Without giving a number, the report nonetheless argued that many European banks clearly needed much higher capital buffers than at present – an argument made last month by Christine Lagarde, the IMF’s managing director, which touched off more controversy

The ESRB is chaired by Jean-Claude Trichet, president of the European Central Bank. Its appeal highlighted a growing conviction among Europe’s central bankers that strengthening banks balance sheets offers the best way of tacking the eurozone crisis. In a swipe at bickering eurozone politicians, it also called for “enhancing the coordination and consistency of communication”.

The IMF report said credit, market and liquidity risks had all risen since the previous report in April, with monetary conditions the only aspect of financial market stability not to have worsened.

“The crisis – now in its fifth year – has moved into a new, more political phase,” the IMF report said.

Although the eurozone had taken important steps to address the crisis, such as the deal announced on July 21 to provide more official assistance to Greece, “political differences within economies undergoing adjustment and among economies providing support have impeded achievement of a lasting solution.”

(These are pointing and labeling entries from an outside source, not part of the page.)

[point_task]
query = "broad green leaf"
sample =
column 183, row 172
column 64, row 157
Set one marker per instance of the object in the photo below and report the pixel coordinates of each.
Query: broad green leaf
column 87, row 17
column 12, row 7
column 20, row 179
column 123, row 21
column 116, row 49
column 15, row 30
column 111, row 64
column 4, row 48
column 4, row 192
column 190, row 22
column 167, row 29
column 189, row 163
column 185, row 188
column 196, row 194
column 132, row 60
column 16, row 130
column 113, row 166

The IMF report also said that while it had yet to show up in Treasury yields, the political stand-off over raising the US debt ceiling in August had increased volatility and uncertainty in financial markets.

Eurozone governments have been accused of letting the Greek situation worsen rather than cauterising the wound by forcing Athens to restructure its debt. Such a move would damage the balance sheets of the many eurozone banks that hold Greek sovereign bonds.